20 In general discipline is considered to be stronger in the military than it is in the civilian sector of the national authority structure. The average size of the repertoire of a basic agent in VirPak is 3.8. It is relatively small, reflecting the largely peasant, mostly illiterate, and parochialized nature of Pakistani society.

21 Ten more fanatics, including eight Muslim Fundamentalists, are located in Indian controlled Jammu and Kashmir, in VirPak. But these agents are outside "Pakistan_shape" and so are not included within the statistics reported here.

22 Low voter turnout in the recent Pakistani elections suggests higher levels of political apathy in Pakistan than were used to design VirPak. Increasing the amount of apathy in VirPak by increasing the prevalence of apathetic agents in the population had significant effects on outcomes.

23 The information in this table is correct as to the design of Virtual Pakistan. Due to technical problems not recognized until after data analysis had been conducted, the implementation did not include two of these settings. Fanatics remained unchangeable in their activation, but did not influence their neighbors. Scared agents did not use a range of 2 and so acted essentially as basic agents. Since there were only 25 fanatics and 32 scared agents in VirPak, the influence of these problems on patterns identified in our data was small to negligible. Nonetheless visual analysis and a batch of new baseline futures generated with a corrected VirPak snapshot suggest that the results would have shown a somewhat more robust pattern of Muslim Fundamentalist effects and a somewhat greater sensitivity to manipulations and alternative scenarios.

24 Ibid.

25 The trigger settings for innovators are normally set to be as sensitive as those for entrepreneurs. Two of these settings were, however, omitted erroneously in VirPak. As a default PS-I treated the innovators, in this specific respect, as basic agents. So instead of trigger points of 1, 3, and 6, their trigger points were 2,4, and 6. Given the small number of innovators in VirPak and the similarity of basic agent settings to those normally assigned to innovators, this impact of this error on experimental results is almost certainly negligible.
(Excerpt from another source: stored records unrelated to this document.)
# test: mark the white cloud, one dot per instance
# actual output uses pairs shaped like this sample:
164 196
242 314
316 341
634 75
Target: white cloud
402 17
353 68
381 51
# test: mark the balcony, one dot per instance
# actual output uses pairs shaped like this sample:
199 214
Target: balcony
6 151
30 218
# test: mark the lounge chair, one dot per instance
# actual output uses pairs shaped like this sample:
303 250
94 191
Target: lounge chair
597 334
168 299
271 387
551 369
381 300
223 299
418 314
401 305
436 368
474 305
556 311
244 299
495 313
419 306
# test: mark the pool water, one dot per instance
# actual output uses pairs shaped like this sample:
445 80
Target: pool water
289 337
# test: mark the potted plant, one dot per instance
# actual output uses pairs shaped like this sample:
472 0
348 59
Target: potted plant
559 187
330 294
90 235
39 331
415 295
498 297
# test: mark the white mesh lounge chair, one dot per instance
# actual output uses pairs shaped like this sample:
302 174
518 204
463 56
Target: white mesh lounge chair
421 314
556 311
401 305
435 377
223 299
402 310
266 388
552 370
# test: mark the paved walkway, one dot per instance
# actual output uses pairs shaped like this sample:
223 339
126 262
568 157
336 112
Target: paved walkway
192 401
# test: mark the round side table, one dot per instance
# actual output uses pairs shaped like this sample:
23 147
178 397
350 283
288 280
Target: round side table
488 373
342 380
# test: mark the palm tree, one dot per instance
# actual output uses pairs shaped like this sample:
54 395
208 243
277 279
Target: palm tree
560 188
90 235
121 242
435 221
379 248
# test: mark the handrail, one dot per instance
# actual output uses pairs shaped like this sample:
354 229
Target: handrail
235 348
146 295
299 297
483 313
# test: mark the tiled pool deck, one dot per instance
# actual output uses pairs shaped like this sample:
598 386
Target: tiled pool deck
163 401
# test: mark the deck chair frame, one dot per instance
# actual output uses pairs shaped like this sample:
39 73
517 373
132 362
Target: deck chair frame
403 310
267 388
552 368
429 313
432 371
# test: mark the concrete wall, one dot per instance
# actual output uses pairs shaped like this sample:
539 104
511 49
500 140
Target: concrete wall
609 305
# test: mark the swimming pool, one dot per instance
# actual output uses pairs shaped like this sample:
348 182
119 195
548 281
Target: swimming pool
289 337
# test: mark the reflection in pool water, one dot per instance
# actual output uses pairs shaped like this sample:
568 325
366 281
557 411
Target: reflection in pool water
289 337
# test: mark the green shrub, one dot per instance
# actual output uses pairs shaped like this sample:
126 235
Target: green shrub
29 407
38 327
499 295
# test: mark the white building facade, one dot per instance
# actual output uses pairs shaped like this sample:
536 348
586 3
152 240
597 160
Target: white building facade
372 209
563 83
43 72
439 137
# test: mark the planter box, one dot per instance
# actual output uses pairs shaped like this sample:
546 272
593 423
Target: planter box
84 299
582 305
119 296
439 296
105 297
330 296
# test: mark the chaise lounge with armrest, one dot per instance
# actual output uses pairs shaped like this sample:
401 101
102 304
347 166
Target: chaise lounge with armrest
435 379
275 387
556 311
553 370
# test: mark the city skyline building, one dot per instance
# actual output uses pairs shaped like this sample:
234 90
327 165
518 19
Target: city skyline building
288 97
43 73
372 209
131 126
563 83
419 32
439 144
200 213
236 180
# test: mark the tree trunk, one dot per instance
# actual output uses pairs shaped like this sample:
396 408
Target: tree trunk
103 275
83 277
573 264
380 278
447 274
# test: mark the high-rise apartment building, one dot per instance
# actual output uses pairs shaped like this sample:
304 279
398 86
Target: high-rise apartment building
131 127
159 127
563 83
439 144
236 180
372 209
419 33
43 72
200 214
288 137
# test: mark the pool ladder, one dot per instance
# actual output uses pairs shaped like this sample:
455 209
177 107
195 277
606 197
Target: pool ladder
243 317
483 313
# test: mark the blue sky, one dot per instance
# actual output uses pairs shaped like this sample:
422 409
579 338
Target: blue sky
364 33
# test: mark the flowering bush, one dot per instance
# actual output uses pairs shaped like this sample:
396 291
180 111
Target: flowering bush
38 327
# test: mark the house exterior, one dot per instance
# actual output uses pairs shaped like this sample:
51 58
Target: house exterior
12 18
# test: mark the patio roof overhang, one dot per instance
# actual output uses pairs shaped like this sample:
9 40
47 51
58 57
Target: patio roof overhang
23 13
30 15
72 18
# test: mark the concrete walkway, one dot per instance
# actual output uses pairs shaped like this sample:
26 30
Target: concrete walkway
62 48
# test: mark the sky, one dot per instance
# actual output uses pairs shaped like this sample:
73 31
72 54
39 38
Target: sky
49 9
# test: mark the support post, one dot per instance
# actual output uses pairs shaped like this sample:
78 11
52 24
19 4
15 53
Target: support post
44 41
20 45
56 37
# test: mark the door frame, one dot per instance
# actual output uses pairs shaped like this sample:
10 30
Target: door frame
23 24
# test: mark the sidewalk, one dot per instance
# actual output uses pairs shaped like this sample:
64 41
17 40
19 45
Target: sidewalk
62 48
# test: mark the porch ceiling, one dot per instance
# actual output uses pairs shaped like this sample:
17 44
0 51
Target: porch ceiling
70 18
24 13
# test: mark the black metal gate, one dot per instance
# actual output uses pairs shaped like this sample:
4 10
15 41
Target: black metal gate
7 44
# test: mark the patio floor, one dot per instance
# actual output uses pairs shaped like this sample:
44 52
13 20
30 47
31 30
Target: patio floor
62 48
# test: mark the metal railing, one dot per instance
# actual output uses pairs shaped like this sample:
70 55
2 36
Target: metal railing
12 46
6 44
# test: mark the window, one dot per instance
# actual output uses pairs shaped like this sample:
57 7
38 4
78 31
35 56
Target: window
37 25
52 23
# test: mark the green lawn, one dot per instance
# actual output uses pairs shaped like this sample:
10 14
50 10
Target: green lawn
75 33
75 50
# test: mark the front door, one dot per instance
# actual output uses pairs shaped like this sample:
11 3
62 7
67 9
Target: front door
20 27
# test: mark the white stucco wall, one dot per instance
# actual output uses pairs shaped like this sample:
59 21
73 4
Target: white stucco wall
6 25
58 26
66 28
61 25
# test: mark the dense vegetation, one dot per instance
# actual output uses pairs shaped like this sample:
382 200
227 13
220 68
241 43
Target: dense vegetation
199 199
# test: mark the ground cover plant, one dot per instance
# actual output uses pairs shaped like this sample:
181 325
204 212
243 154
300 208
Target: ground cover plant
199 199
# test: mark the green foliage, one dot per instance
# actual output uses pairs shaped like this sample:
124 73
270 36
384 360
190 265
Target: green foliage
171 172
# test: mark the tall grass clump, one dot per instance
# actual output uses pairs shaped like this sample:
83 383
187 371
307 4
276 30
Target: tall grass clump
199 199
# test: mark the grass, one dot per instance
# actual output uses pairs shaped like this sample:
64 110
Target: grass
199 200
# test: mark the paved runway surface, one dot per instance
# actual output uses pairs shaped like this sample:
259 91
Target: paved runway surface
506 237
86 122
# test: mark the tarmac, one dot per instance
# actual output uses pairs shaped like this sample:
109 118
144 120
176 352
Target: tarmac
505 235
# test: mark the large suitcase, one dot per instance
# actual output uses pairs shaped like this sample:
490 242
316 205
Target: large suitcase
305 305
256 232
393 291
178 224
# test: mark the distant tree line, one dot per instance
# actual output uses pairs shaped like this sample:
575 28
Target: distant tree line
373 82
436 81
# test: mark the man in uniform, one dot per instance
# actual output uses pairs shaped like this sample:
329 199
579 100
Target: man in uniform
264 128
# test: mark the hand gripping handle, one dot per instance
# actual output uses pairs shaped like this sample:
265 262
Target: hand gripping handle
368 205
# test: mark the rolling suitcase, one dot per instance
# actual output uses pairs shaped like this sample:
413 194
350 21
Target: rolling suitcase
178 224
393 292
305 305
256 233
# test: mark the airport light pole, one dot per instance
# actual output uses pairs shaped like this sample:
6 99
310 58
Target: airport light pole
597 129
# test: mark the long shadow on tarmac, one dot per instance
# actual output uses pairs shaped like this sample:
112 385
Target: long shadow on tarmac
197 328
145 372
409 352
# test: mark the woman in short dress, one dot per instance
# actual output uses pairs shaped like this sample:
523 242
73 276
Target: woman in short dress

26 In the experiments reported in this paper the probability of an otherwise qualifying basic agent turning into a border cells was 20% per time step in which the basic agent remained qualified. This probability can easily be adjusted for experimental purposes. Sensitivity tests conducted in relation to our "Beita" studies (see note 23) indicated that adjusting this probability value between 15% and 25% did not alter the frequency with which border cells appeared. The effects on these adjustments on the number of border cells produced were linear, relatively small, and in the expected directions.

27 In practice this means a tension level of less than 1.1.
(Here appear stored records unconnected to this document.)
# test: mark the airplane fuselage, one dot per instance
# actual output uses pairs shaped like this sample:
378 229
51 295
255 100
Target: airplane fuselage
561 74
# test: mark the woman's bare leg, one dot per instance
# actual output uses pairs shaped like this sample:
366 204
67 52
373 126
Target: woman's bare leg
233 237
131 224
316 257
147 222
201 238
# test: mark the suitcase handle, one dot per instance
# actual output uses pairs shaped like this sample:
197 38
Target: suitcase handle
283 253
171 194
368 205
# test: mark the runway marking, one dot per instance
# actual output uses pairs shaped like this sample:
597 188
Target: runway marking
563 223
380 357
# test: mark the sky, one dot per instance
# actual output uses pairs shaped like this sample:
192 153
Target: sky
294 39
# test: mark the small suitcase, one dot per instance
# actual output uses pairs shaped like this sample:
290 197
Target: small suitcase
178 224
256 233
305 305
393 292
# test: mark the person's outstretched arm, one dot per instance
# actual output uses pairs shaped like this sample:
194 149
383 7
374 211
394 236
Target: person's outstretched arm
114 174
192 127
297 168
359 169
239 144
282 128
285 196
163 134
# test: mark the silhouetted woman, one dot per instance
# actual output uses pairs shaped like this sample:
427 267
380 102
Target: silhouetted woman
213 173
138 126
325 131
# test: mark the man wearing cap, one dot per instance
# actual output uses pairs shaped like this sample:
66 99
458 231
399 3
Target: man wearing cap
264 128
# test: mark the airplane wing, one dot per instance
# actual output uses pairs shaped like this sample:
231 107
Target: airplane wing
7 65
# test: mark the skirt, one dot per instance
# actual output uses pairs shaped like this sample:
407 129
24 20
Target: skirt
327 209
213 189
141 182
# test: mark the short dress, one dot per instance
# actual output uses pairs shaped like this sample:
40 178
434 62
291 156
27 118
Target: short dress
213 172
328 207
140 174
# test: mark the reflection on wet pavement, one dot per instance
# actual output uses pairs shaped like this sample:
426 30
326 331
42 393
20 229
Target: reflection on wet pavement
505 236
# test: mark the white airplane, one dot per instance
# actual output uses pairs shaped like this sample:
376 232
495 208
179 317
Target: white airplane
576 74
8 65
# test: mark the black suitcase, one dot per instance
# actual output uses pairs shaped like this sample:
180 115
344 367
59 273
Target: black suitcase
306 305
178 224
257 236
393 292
28 For more details on the theoretical rationale and algorithms for our operationalization of secessionism and our coding of secession see Lustick et al. (2004). The measures used in that study of secessionism in one region of an ethnically divided society—Beita, were adjusted in minor ways in this study. For example, secession in the Punjab region of Virtual Pakistan was coded using weighted proportion of Punjabis activated on the landowner identity but located within the Punjab.
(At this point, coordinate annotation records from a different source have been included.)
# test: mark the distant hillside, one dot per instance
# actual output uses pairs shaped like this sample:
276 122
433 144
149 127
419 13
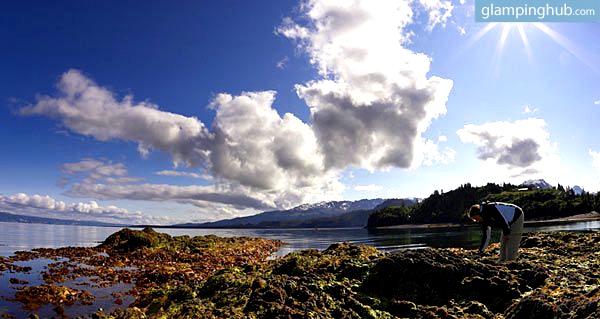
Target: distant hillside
538 201
321 215
14 218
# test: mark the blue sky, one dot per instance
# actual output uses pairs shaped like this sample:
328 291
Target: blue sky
156 112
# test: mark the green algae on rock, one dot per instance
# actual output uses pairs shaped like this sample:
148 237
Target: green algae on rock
555 277
143 259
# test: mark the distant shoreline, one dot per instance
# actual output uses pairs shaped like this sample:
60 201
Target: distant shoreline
592 216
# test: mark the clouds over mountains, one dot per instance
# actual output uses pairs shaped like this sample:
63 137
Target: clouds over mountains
522 147
369 107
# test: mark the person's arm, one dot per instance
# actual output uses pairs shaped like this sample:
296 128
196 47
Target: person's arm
485 238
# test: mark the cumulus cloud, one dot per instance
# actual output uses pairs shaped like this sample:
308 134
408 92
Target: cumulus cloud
529 109
280 157
163 192
519 146
46 206
374 99
96 170
91 110
181 174
595 159
439 12
370 105
368 188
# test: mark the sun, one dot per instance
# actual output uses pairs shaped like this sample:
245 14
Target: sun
522 29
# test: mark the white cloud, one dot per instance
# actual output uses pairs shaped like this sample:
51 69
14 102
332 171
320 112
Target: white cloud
529 109
92 110
282 157
374 98
368 188
595 159
96 170
521 148
281 64
46 206
181 174
369 107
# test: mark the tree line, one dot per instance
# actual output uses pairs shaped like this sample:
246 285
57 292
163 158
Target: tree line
451 207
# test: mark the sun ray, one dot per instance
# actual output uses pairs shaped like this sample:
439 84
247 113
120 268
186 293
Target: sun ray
566 44
475 38
523 35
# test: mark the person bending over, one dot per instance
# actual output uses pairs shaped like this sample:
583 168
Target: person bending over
507 217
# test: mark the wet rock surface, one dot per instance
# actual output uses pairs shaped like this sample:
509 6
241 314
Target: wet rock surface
144 260
556 276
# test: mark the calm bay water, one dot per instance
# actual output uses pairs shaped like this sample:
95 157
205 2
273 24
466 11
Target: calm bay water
19 236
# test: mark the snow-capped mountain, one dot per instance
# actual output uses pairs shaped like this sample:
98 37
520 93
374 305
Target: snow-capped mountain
577 190
536 183
334 214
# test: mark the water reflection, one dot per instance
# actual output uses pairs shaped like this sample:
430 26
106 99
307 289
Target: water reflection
18 236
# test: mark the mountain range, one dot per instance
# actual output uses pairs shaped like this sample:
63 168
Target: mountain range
319 215
324 215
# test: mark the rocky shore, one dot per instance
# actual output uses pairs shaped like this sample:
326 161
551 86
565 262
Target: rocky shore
556 276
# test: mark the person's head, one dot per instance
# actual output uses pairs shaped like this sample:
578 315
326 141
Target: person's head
475 213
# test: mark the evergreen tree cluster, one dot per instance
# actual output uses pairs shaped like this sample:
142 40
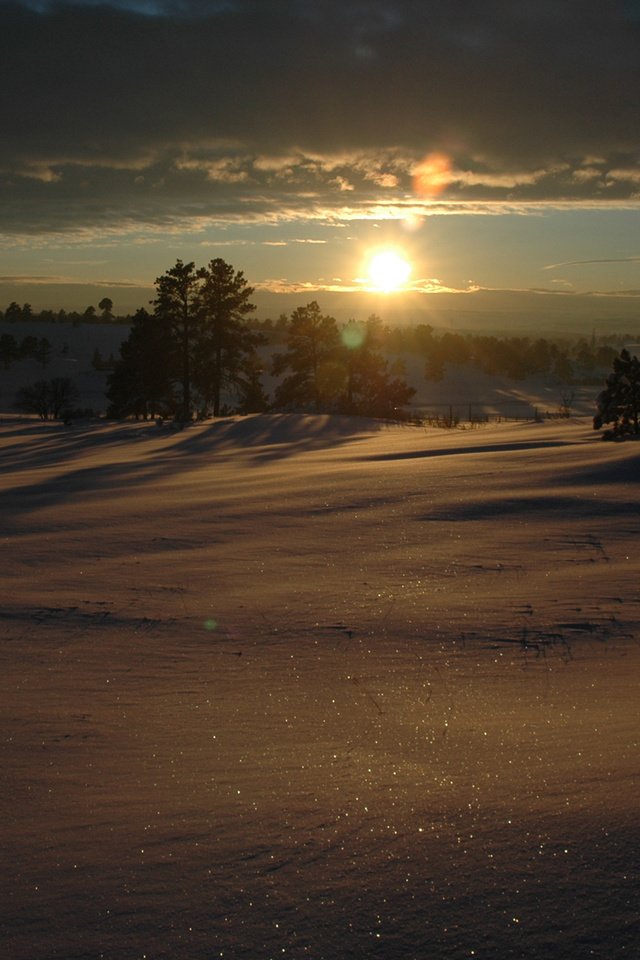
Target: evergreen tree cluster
619 402
560 360
28 348
15 313
198 353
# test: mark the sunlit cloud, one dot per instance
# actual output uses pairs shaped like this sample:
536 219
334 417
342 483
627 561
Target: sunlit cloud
432 175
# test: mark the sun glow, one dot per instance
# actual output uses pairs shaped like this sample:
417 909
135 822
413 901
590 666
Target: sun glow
388 271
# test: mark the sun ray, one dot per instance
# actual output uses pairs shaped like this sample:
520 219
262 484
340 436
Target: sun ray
388 271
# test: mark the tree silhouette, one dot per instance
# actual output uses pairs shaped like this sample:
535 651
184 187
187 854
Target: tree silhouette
372 389
619 402
225 345
141 384
317 376
106 305
177 306
49 399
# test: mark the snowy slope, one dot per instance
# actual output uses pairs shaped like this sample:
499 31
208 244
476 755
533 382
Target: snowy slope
318 687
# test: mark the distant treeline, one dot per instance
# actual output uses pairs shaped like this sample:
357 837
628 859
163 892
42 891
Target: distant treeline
562 360
15 313
201 342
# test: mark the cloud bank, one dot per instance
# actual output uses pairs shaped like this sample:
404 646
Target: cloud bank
164 113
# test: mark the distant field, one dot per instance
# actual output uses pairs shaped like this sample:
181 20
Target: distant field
463 392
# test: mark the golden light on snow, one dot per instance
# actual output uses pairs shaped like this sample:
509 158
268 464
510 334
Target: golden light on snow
388 271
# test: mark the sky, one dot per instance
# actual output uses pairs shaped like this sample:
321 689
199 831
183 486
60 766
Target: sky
494 144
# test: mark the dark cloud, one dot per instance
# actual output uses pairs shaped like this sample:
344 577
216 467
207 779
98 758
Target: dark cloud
153 108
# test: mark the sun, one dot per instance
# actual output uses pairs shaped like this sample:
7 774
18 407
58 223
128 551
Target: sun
388 271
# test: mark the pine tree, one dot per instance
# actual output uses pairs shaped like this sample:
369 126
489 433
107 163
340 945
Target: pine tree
141 383
317 376
226 356
177 308
372 389
619 402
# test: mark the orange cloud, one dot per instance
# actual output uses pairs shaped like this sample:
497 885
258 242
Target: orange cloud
432 175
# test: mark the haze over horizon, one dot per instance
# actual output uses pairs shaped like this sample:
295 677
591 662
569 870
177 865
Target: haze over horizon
493 145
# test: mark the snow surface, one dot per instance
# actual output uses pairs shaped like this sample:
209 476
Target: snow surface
289 686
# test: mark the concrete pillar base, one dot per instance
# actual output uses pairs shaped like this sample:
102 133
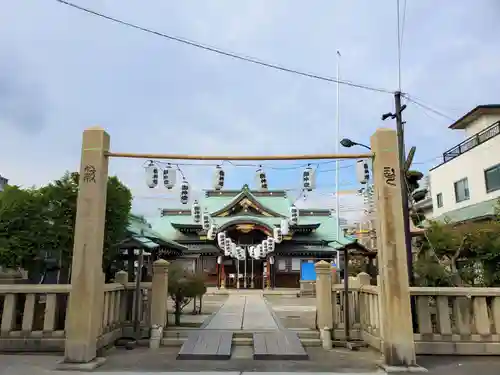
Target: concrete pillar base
395 369
81 366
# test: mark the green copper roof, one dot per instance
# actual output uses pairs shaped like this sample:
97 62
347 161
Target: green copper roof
279 203
141 231
473 211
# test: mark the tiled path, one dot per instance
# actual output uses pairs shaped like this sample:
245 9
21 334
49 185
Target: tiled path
245 312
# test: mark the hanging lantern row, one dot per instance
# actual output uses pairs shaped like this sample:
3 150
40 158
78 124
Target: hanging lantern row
153 173
309 179
219 178
170 177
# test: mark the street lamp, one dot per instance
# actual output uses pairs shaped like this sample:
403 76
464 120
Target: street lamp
346 142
29 This scale ranges from "1," the VirPak future registering the fewest Punjabi activated agents at t=608, to "100," registering the future with the most Punjabi activated agents at t=608.

30 It is instructive to consider that a more finely grained analysis would not differentiate among similar trajectories on the basis of the particular sub-regions where the secessionism occurred and on the basis of particular sub-groups that participated. This task, difficult but possible, is methodologically equivalent to the impossible task confronting a scholar using conventional techniques. That researcher would need to discover and then analyze 100 different thoroughly documented actual histories of Pakistan from 100 parallel but not precisely identical universes.